Reputation: 8451
This is failing when I run it inside a Docker container, but works fine when I run it within a virtualenv in OS X. Any idea what could be going wrong? Are there any known issues with Docker+boto?
>>> import boto3
>>> s3 = boto3.client('s3')
>>> s3.download_file("mybucket", "myfile.txt", "myfile2.txt")
Traceback (most recent call last):
File "<stdin>", line 1, in <module>
File "/opt/conda/lib/python2.7/site-packages/boto3/s3/inject.py", line 104, in download_file
extra_args=ExtraArgs, callback=Callback)
File "/opt/conda/lib/python2.7/site-packages/boto3/s3/transfer.py", line 666, in download_file
object_size = self._object_size(bucket, key, extra_args)
File "/opt/conda/lib/python2.7/site-packages/boto3/s3/transfer.py", line 729, in _object_size
Bucket=bucket, Key=key, **extra_args)['ContentLength']
File "/opt/conda/lib/python2.7/site-packages/botocore/client.py", line 258, in _api_call
return self._make_api_call(operation_name, kwargs)

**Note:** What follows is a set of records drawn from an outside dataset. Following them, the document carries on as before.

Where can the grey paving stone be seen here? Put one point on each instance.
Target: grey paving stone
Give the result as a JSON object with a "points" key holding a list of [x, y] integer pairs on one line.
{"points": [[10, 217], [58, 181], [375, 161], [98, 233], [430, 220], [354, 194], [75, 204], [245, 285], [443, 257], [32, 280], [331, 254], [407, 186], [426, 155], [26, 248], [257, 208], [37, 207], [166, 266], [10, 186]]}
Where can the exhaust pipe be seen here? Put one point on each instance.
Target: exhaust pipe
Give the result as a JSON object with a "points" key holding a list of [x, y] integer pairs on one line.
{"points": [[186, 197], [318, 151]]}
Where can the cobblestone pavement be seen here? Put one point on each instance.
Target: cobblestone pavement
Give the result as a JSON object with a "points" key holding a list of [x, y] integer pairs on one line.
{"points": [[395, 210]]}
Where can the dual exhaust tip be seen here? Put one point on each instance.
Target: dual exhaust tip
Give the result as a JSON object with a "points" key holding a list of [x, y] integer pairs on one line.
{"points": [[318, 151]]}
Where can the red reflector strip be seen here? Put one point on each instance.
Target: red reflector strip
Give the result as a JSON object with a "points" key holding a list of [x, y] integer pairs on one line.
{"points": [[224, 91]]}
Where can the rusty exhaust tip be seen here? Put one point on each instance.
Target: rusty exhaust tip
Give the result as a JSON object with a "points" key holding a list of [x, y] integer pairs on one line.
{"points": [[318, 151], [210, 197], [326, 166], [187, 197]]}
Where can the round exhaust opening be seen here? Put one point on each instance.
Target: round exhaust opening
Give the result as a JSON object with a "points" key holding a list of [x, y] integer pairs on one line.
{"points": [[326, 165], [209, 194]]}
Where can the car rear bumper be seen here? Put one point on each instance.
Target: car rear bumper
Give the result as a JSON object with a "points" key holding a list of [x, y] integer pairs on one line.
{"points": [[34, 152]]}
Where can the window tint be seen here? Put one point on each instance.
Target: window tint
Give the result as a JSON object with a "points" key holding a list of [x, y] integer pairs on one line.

File "/opt/conda/lib/python2.7/site-packages/botocore/client.py", line 548, in _make_api_call
raise ClientError(parsed_response, operation_name)
botocore.exceptions.ClientError: An error occurred (403) when calling the HeadObject operation: Forbidden
Upvotes: 7
Views: 11041
Reputation: 11
Providing sessionToken does the job for me. Add ENV AWS_SESSION_TOKEN=**** in Dockerfile along with accesskey and secret_access_key
Upvotes: 0
Reputation: 29
I had the same issue here with a docker running on windows. The problem was, that the Hyper-V time is stopped, once your pc is going in stand-by mode. This was causing problems, because the timestamp from my request and from the AWS - bucket was different.
What solved the problem for me was to simply restart docker/ my computer...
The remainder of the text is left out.